# NLP Movie Genre Classification - Pickling the Best Model

by Andrew Alarcon

## Introduction

In this final notebook, I will be re-creating the best performing Logistic Regression model from notebook 3.1 and exporting the model using pickle.

## Importing the Libraries

In [9]:
import pandas as pd
import numpy as np
import joblib

from sklearn.model_selection import train_test_split
from sklearn.linear_model import LogisticRegression
from sklearn.preprocessing import MaxAbsScaler
from sklearn.metrics import accuracy_score


## Loading in the Data

In [2]:
X_train = pd.read_csv('data/X_train.csv')
X_test = pd.read_csv('data/X_test.csv')

y_train = pd.read_csv('data/y_train.csv')
y_test = pd.read_csv('data/y_test.csv')

In [5]:
y_train = y_train.to_numpy()
y_test = y_test.to_numpy()

y_train = y_train.ravel()
y_test = y_test.ravel()

## Scaling the Data

In [3]:
abs_scaler = MaxAbsScaler()
abs_scaler.fit(X_train)

X_train_scaled_abs = abs_scaler.transform(X_train)
X_test_scaled_abs = abs_scaler.transform(X_test)

In [7]:
# Instantiate model
log_reg = LogisticRegression(solver='liblinear', C=10, max_iter=2000, random_state=42)

# Fit the model
result = log_reg.fit(X_train_scaled_abs, y_train)

# Predict on the model
y_pred_train = log_reg.predict(X_train_scaled_abs)
y_pred_test = log_reg.predict(X_test_scaled_abs)

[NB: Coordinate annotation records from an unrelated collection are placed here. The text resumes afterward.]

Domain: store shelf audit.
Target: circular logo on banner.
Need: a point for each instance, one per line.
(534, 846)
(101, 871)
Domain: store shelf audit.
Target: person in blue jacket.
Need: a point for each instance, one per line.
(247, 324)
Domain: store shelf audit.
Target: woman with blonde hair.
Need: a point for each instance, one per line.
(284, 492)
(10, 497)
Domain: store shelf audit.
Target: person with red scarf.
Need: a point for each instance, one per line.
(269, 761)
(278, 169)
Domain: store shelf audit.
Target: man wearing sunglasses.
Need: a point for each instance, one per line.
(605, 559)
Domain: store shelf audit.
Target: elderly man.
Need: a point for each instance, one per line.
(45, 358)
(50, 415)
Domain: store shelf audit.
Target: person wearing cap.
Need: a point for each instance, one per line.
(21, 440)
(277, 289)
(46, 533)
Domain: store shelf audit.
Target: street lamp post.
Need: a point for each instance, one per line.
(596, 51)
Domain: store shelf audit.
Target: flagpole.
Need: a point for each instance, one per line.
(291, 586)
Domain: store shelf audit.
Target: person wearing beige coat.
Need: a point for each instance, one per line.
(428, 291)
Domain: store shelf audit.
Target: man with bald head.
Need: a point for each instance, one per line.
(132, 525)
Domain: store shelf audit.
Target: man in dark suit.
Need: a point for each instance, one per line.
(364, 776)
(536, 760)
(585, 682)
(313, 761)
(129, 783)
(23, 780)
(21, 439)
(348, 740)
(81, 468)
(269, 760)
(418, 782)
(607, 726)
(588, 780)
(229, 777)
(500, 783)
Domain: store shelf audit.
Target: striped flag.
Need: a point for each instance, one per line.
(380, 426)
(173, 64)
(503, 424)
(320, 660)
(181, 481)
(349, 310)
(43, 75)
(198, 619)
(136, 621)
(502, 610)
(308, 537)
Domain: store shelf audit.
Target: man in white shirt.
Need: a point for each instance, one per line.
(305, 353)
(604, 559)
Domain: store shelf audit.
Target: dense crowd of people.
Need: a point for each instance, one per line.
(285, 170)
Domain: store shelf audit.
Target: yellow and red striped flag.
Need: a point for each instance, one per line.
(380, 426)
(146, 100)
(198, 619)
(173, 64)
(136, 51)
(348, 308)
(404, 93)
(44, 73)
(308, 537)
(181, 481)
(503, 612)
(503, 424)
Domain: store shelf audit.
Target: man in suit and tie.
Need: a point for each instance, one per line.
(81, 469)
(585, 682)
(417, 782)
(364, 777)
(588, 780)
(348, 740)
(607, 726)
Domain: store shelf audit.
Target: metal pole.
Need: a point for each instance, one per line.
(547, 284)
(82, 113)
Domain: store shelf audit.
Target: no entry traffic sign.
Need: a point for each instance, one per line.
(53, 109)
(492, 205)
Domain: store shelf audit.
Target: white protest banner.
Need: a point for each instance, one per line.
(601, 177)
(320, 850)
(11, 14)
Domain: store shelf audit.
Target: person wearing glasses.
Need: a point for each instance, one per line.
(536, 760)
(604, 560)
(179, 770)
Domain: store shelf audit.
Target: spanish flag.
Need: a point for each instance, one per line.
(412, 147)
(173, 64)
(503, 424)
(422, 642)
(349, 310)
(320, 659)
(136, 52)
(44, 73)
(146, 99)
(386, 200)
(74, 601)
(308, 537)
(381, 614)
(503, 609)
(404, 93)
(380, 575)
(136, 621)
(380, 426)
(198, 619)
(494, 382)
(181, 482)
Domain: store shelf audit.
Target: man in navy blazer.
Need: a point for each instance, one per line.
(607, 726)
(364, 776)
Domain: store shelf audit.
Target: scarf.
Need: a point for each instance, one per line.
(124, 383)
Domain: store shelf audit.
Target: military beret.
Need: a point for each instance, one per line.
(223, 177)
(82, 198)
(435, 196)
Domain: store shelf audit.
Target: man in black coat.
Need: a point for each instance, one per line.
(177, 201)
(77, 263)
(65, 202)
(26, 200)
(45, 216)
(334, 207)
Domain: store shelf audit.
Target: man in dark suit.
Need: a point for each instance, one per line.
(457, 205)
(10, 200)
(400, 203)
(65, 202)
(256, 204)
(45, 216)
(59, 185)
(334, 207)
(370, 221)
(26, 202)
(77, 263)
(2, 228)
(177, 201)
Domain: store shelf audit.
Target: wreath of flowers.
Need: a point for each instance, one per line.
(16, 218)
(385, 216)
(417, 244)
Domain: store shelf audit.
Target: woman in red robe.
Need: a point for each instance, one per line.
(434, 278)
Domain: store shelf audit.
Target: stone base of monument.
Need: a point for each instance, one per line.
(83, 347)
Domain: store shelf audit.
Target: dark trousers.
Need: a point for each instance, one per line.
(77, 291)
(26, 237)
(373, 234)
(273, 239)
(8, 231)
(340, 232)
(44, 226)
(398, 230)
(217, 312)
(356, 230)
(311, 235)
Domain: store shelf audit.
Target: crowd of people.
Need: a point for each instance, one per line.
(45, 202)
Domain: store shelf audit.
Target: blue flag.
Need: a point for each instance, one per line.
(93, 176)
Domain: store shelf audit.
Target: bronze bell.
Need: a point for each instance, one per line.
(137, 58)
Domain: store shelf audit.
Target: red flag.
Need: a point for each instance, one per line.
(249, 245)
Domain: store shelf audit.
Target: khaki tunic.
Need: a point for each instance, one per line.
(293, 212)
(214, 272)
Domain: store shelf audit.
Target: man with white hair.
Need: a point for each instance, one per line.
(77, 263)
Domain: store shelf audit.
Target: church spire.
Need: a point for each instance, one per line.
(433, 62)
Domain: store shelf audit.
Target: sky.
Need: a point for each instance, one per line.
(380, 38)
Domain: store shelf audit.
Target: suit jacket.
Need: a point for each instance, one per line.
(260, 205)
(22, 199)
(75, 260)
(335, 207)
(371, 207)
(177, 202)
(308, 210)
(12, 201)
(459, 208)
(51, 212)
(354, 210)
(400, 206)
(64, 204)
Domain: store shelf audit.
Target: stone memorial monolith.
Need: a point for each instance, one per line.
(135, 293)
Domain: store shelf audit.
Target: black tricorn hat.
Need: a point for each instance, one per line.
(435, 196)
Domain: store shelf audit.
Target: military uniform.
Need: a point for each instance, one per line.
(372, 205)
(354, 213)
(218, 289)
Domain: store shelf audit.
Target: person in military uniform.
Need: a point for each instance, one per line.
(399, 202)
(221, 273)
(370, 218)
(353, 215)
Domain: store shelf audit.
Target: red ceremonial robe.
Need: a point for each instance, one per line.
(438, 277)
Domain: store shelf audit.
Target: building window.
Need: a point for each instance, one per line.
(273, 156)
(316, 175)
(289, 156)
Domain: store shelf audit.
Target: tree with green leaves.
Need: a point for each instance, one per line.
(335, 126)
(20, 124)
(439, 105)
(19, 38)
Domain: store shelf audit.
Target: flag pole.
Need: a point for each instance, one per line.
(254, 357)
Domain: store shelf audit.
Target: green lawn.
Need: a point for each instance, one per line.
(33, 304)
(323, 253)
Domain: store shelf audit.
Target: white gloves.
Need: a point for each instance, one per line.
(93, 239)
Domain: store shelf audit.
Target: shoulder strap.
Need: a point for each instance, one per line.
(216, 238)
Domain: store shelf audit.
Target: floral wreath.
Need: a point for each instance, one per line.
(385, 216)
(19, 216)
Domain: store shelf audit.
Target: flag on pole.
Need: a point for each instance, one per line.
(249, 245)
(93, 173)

# Get the accuracy on the training and testing sets
preds_acc_train = accuracy_score(y_train, y_pred_train)
preds_acc_test = accuracy_score(y_test, y_pred_test)

print(f'Logistic Regression accuracy on the training set = {preds_acc_train}')
print(f'Logistic Regression accuracy on the testing set = {preds_acc_test}')

Logistic Regression accuracy on the training set = 0.5150206165324955
Logistic Regression accuracy on the testing set = 0.49867478158437223


In [10]:
joblib.dump(log_reg, 'models/best_model.pkl')

['models/best_model.pkl']

## Conclusion

I have successfully saved my best performing Logistic Regression model! 

There are a few possible next steps after this project is finished. One would be to deploy this model onto a web app that allows anyone to enter a movie/show description and have it classified using this Logistic Regression model.

Another possible step would be to create an **even better** model using Recurrent Nueral Networks via GPT3 and OpenAI. This model would then be used for production on a web app like how I mentioned previously.